To handle this complexity, we need to build more powerful functions. Simply combining linear functions won't solve the problem because any combination of linear functions is still just a linear function! Linear functions can only model linear relationships in the data. Real-world data, like images of cats and dogs, is highly non-linear.

To introduce non-linearity, we use activation functions. ReLU (Rectified Linear Unit) is a simple yet powerful activation function that introduces non-linearity. By applying ReLU to the output of linear functions, we can create models that can learn complex, non-linear patterns in the data. This non-linearity is what allows neural networks to model intricate relationships that simple linear models cannot. This will lead us to the idea of a ReLU, a simple activation function, and the simplest "neural network" we can build with it.

def rectified_linear(m,b,x):
    y = m*x+b
    return torch.clip(y, 0.)

plot_function(partial(rectified_linear, 1,1))

Combining two ReLUs allows us to create more complex, piecewise linear functions, as illustrated in the interactive plot below. This combination increases the flexibility of our model, enabling it to capture more intricate relationships in the data.

def double_relu(m1,b1,m2,b2,x):
    return rectified_linear(m1,b1,x) + rectified_linear(m2,b2,x)

@interact(m1=-1.5, b1=-1.5, m2=1.5, b2=1.5)
def plot_double_relu(m1, b1, m2, b2):
    plot_function(partial(double_relu, m1,b1,m2,b2), ylim=(-1,6))

3.2 Building a Neural Network from-Scratch¶

From this point forward, we will be following this notebook: Linear model and neural net from scratch.

Important ⚠️: For simplicity, I'm skipping all the steps that involve data cleanup and preparation. This means of course that my model will most likely not have a very good performance.

We are using the Titanic competition from Kaggle. I have made a copy in my Hugging Face workspace, which tbh I did to to experiment how Datasets work on Hugging Face.

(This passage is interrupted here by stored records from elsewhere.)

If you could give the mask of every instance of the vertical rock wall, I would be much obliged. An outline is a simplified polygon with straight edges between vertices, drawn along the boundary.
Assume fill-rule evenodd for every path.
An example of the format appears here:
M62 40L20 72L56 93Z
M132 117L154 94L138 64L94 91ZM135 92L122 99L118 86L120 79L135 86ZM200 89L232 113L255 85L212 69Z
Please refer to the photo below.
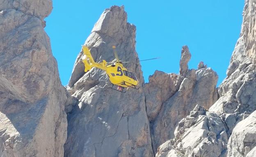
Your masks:
M123 7L106 9L85 44L97 62L113 61L115 46L121 60L134 61L124 66L135 73L140 88L125 93L108 88L111 85L104 71L94 68L85 73L80 52L67 88L79 102L68 115L65 157L153 156L144 79L135 50L136 28L127 18Z
M63 157L66 93L43 30L52 1L0 4L0 156Z

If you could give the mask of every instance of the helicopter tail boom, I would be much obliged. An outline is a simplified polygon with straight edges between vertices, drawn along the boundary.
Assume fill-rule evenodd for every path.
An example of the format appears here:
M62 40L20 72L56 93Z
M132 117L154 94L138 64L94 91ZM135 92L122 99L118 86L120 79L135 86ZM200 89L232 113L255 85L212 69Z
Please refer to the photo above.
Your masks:
M85 46L83 46L82 50L85 55L82 58L82 62L85 64L85 72L87 72L94 66L94 64L95 64L95 62L88 47Z
M92 57L91 52L87 47L83 46L82 50L84 55L82 57L82 60L85 64L85 72L87 72L94 66L103 70L105 71L106 70L106 64L107 62L105 60L103 60L103 62L102 63L96 63Z

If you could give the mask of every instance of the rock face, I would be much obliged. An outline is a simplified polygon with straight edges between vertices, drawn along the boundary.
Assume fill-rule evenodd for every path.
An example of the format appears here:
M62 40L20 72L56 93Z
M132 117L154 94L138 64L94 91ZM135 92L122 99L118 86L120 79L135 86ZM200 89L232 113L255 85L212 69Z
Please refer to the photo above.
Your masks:
M124 65L135 72L140 87L125 94L108 88L104 71L93 69L85 73L81 52L67 86L78 102L68 115L65 157L153 156L188 111L198 103L208 108L217 100L217 75L205 66L189 70L187 46L182 48L181 75L157 71L144 84L135 34L123 7L105 10L95 24L85 44L94 60L112 61L112 46L116 46L121 60L135 61Z
M0 4L0 156L62 157L67 96L43 30L52 1Z
M255 2L245 1L240 36L231 58L227 77L219 88L220 98L210 111L251 113L256 109Z
M209 108L218 99L216 73L203 67L189 70L191 55L187 46L183 46L180 62L182 75L156 71L145 85L154 152L161 144L174 137L178 122L197 104Z
M255 156L256 111L239 122L233 130L229 141L228 157Z
M194 110L182 120L176 128L175 138L159 148L157 156L255 156L255 0L245 0L240 36L227 71L227 77L219 88L219 99L210 108L210 112L203 113ZM202 65L199 64L199 69ZM195 119L190 117L196 117L194 115L199 115ZM215 117L213 121L209 119L211 116ZM197 128L210 134L206 131L203 131L207 133L193 131Z
M104 71L94 68L85 73L81 52L67 88L78 104L68 115L65 157L153 156L144 79L135 50L135 27L127 18L123 7L106 9L85 44L96 62L113 60L113 45L121 60L135 61L124 65L134 72L140 87L125 93L108 88L111 84Z
M226 124L199 105L181 121L174 134L175 139L159 147L156 157L226 156L229 135Z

The goal is to create a model to predict whether a passenger Survived, which is provided in our dataset.

In essence, we will now combine functions like those we've explored above, such as ReLUs, to construct a simple neural network. This network will receive passenger features as input, apply weights (similar to $m$ in our previous examples), and hopefully predict whether the passenger Survived with the lowest possible loss/error.

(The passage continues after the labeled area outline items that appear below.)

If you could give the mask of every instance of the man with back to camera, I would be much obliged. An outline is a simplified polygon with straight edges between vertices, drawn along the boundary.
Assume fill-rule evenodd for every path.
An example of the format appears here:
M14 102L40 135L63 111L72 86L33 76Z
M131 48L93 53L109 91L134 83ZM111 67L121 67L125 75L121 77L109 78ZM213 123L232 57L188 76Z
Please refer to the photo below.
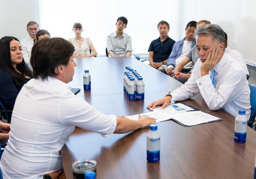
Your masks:
M174 44L167 61L167 73L169 75L172 74L173 70L175 68L175 66L182 61L189 52L189 50L195 44L195 33L196 28L196 21L189 22L185 28L185 37ZM184 68L187 68L188 70L191 69L191 63L186 64Z
M150 66L166 73L168 57L170 55L175 41L168 36L170 26L168 22L162 20L157 24L160 36L153 40L148 48L148 61Z
M210 24L211 22L206 20L199 20L196 23L196 29L198 29L201 27L205 24ZM191 75L192 71L194 68L195 64L199 58L197 52L196 52L196 46L194 46L190 50L189 52L186 55L186 57L182 61L175 67L174 73L173 74L173 78L175 79L178 81L184 84L188 81L189 78ZM187 73L183 73L182 72L182 68L189 61L192 61L192 68Z
M27 64L29 64L31 49L36 40L36 34L39 30L39 26L37 22L33 21L29 22L27 25L27 31L29 35L20 40L23 58Z
M250 90L245 73L239 63L225 53L224 33L216 24L202 26L196 32L196 48L200 59L185 84L148 108L187 99L200 92L211 110L223 108L234 116L238 110L250 114Z
M76 126L108 137L155 124L154 118L141 115L136 121L104 114L76 96L67 84L76 66L74 52L74 46L61 38L44 38L33 46L34 78L18 95L0 161L4 179L42 179L62 169L60 151Z
M132 38L123 30L127 27L128 20L123 16L119 17L116 22L116 31L107 37L107 48L111 57L129 57L132 48Z

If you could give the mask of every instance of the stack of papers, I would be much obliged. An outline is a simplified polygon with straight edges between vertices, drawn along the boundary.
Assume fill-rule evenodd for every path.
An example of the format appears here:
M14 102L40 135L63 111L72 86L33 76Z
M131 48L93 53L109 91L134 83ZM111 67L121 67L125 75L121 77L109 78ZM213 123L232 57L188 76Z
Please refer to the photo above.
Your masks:
M142 117L155 118L156 122L173 119L184 126L197 125L222 120L221 119L182 103L169 105L164 109L156 106L153 111L140 114ZM138 120L138 114L127 116L131 120Z

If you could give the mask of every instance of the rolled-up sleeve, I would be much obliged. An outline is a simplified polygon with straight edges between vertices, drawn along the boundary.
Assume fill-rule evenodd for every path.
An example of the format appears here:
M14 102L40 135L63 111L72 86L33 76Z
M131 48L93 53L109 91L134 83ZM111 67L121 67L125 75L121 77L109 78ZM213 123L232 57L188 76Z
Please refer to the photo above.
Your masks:
M107 48L108 49L108 52L109 52L110 50L114 51L112 43L111 42L111 38L110 37L111 35L111 34L109 34L107 36Z
M116 116L104 114L82 99L66 97L60 104L60 109L62 109L60 119L63 123L100 133L105 137L115 130Z
M126 45L126 48L125 49L125 52L127 51L132 52L133 49L132 48L132 38L130 36L127 37L127 43Z

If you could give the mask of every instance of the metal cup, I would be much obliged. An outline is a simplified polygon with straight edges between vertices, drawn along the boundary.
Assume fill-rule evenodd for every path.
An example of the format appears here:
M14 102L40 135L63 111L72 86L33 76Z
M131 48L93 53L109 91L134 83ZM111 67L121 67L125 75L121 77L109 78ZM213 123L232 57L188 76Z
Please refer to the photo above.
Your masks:
M80 160L72 164L74 179L84 179L84 174L89 171L96 173L97 162L94 160Z

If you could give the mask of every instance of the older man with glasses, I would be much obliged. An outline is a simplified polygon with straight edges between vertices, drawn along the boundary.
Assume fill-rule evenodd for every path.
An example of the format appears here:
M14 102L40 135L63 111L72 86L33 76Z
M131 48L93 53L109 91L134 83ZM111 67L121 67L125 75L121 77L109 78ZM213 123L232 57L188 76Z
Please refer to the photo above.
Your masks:
M20 41L20 45L22 47L23 58L26 64L29 65L29 59L31 54L31 49L36 41L36 35L39 30L38 24L34 21L30 21L27 25L27 31L29 36Z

from datasets import load_dataset
dataset = load_dataset("paulopontesm/titanic", data_files={"train": "train.csv", "test": "test.csv"})
train_dataset_df = dataset["train"].to_pandas()
test_dataset_df = dataset["test"].to_pandas()

train_dataset_df

Since we need numerical data for our model, we'll just use the columns that already contain numbers as predictors. These are the columns that are already numerical.

import numpy as np

train_dataset_df.describe(include=(np.number))

Now that we have numbers for the features, we can create tensors/arrays for our features (aka called independent variables) and target (aka dependent variable).

Even thought I mentioned above that I didn't want to do a lot of data transofrmations, I think we really need to remove the NaNs and to normalize the numbers.

from torch import tensor
from fastai.data.transforms import RandomSplitter

indep_cols = ['Age', 'SibSp', 'Parch', 'Fare']

t_dep = tensor(train_dataset_df.Survived)
trn_split, val_split = RandomSplitter(seed=42)(train_dataset_df)

train_set_targets, validation_set_targets = t_dep[trn_split], t_dep[val_split]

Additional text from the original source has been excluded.